As reacções da autocracia vigente mostram a sua total hipocrisia face à atribuição do prémio a Muratov, pois sabe que ele foi para todos os jornalistas do Novaya Gazeta, para todos os que lutam contra o regime autoritário.
O Kremlin saudou a atribuição do Prémio Nobel da Paz a Muratov. O porta-voz do presidente russo, Dmitry Peskov, declarou: “Podemos dar os parabéns a Dmitry Muratov. Ele trabalha de forma consequente em conformidade com os seus ideais, segue-os. Tem talento, é ousado. E claro que é uma alta nota”.
Mas, logo a seguir, os “jornalistas” ao serviço da propaganda do Kremlin abriram a boca para revelar o que realmente o poder autocrático pensa de tal decisão. Margarita Simonian, redactora-chefe da Russia Today, afirmou: “Sei com certeza que, pessoalmente, Muratov ajuda de forma real e apaixonada crianças doentes, e seria agradável pensar que o Nobel lhe foi atribuído por isso, e não pelas razões do costume”.
Vladimir Soloviov, apresentador de talk-shows na televisão estatal russa, vai mais longe e não poupa insultos para não ficar atrás: “Pobre Muratov. Agora, os navalnizinhos vão despedaçá-lo e os apoiantes de Tikhanovskaya vão fazer dele carne picada, e só os adeptos de Greta irão esfregá-lo com fezes ecologicamente limpas”.
Dmitry Kisseliov, que dirige uma série de órgãos de propaganda do Kremlin, juntou-se ao coro: “O Prémio Nobel da Paz é uma das nomeações mais polémicas no Comité do Nobel. Semelhantes decisões desvalorizam o prémio, torna difícil tê-lo como ponto de orientação”.

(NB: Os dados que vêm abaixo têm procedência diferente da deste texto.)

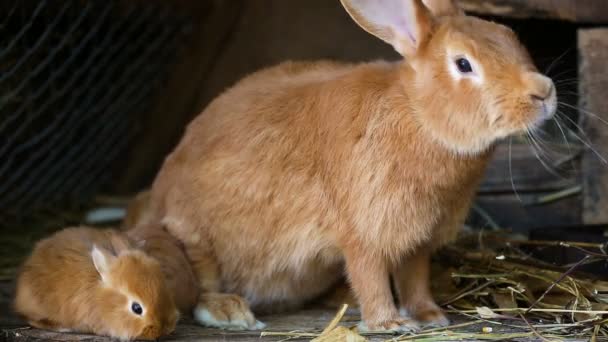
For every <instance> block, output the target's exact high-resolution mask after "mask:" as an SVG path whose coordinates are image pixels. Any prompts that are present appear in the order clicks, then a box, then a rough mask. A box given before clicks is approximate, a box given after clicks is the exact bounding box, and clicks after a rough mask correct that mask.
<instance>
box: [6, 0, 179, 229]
mask: <svg viewBox="0 0 608 342" xmlns="http://www.w3.org/2000/svg"><path fill="white" fill-rule="evenodd" d="M189 25H190V19H189V17H188V16H187V15H186V14H184V13H182V12H180V11H179V10H178V9H176V8H174V7H172V6H171V5H170V4H168V3H165V2H160V1H159V2H155V1H133V0H130V1H127V0H124V1H118V0H116V1H108V0H88V1H82V0H31V1H30V0H25V1H24V0H9V1H2V2H1V3H0V219H1V220H0V226H2V225H7V224H10V223H11V222H15V220H16V219H22V218H24V217H28V216H32V215H34V214H35V213H37V212H42V211H48V210H49V208H53V210H57V208H67V207H73V206H77V205H81V204H82V203H86V202H87V201H88V200H90V199H91V198H92V196H93V195H94V194H95V193H96V191H98V189H99V188H100V187H101V186H103V185H104V184H105V183H106V182H107V181H108V180H109V179H110V177H111V175H112V170H115V169H116V168H121V167H122V168H124V167H127V164H128V162H126V161H124V160H120V159H121V156H122V155H124V154H125V150H126V149H127V148H128V146H129V143H130V141H131V139H133V136H134V135H135V134H136V133H137V127H138V123H139V122H141V120H143V119H145V118H144V116H143V114H144V113H145V110H146V108H147V107H148V106H150V105H151V101H152V99H153V94H154V91H155V89H158V85H159V84H161V82H162V81H163V79H164V78H165V77H166V76H167V75H168V73H169V72H170V67H171V65H172V64H173V62H174V61H175V58H176V56H177V54H176V53H177V51H178V50H179V48H180V45H181V44H182V43H183V42H184V36H185V34H186V32H187V29H188V27H189Z"/></svg>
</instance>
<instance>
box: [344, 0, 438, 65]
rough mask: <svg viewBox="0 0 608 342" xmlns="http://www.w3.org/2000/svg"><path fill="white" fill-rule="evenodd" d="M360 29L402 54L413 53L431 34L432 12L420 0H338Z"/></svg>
mask: <svg viewBox="0 0 608 342" xmlns="http://www.w3.org/2000/svg"><path fill="white" fill-rule="evenodd" d="M340 1H341V2H342V6H344V8H345V9H346V11H347V12H348V14H350V16H351V17H352V18H353V20H354V21H355V22H356V23H357V24H359V26H361V27H362V28H363V29H364V30H366V31H367V32H369V33H371V34H373V35H374V36H376V37H378V38H380V39H382V40H383V41H385V42H387V43H389V44H391V45H392V46H393V47H394V48H395V50H397V52H399V53H400V54H401V55H403V56H406V57H411V56H413V55H415V54H416V52H417V51H418V48H419V47H420V46H421V44H422V43H423V42H424V41H426V40H427V39H428V38H429V37H430V34H431V30H432V27H433V15H432V14H431V12H430V11H429V9H428V8H427V7H426V6H425V5H424V4H423V3H422V0H340Z"/></svg>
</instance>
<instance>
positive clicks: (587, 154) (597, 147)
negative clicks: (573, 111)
mask: <svg viewBox="0 0 608 342" xmlns="http://www.w3.org/2000/svg"><path fill="white" fill-rule="evenodd" d="M607 3H608V2H607ZM578 37H579V54H580V68H579V78H580V85H579V87H580V90H579V93H580V94H581V96H580V108H581V113H580V121H581V126H582V127H583V129H584V131H585V132H586V134H587V135H586V138H587V139H588V140H589V145H590V146H592V147H593V149H595V150H596V152H597V153H596V152H594V151H592V150H591V148H588V149H586V150H585V152H584V153H583V158H582V164H581V169H582V174H583V215H582V216H583V223H585V224H606V223H608V165H607V163H606V160H607V159H608V65H607V63H608V28H598V29H584V30H580V31H579V34H578ZM598 155H600V156H598Z"/></svg>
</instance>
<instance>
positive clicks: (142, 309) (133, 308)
mask: <svg viewBox="0 0 608 342" xmlns="http://www.w3.org/2000/svg"><path fill="white" fill-rule="evenodd" d="M131 311H133V313H134V314H136V315H141V314H142V313H143V312H144V309H142V307H141V305H139V303H137V302H133V303H132V304H131Z"/></svg>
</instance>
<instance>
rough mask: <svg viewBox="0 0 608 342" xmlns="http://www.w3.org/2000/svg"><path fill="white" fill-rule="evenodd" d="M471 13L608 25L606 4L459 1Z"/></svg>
mask: <svg viewBox="0 0 608 342" xmlns="http://www.w3.org/2000/svg"><path fill="white" fill-rule="evenodd" d="M459 1H460V3H461V6H462V7H463V8H464V9H465V10H467V11H469V12H472V13H477V14H486V15H494V16H505V17H513V18H548V19H559V20H567V21H572V22H583V23H606V22H608V1H605V0H459Z"/></svg>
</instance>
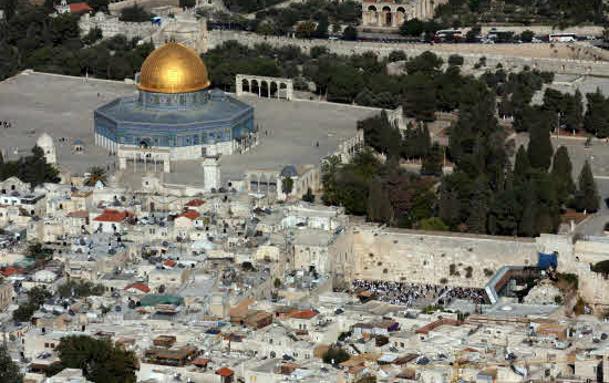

Não duvido que a campanha de ataques contra Muratov e o jornal que dirige irá continuar. O tiro de partida já foi dado.
Com a atribuição do prémio a Muratov, o Comité do Nobel chamou uma vez mais a atenção para o problema da falta de liberdade de imprensa e de expressão na Rússia, mas não teve a ousadia de nomear Navalny, líder da oposição extraparlamentar russa que se encontra na prisão a cumprir uma longa pena, o que iria irritar solenemente Putin e “seus muchachos”. A propósito, em 1975, o Comité Nobel teve a coragem de atribuir esse prémio ao académico soviético Andrey Sakharov, pela sua luta pelos direitos humanos durante a ditadura comunista na União das Repúblicas Socialistas Soviéticas.
Svetlana Tikhanovskaya e Maria Kolesinova também mereciam esse prémio pela sua coragem e pela sua luta contra a ditadura de Alexandre Lukachenko, ditador fantoche bielorrusso controlado pelo Kremlin. A primeira encontra-se no exílio após ter sido derrotada numas eleições presidenciais viciadas e nada transparentes e a segunda está a cumprir uma pesada pena de prisão por ter dirigido manifestações de protesto após o escrutínio. Aliás, nas prisões bielorrussas há centenas de presos políticos, basta um comentário mais sincero nas redes sociais para que a polícia secreta bata à porta.
Não espero que Vladimir Putin ou Alexandre Lukachenko alterem as suas políticas repressivas depois da atribuição do Prémio Nobel da Paz a Dmitry Muratov. Por isso, é preciso que a comunidade internacional esteja atenta às violações dos direitos humanos no mundo.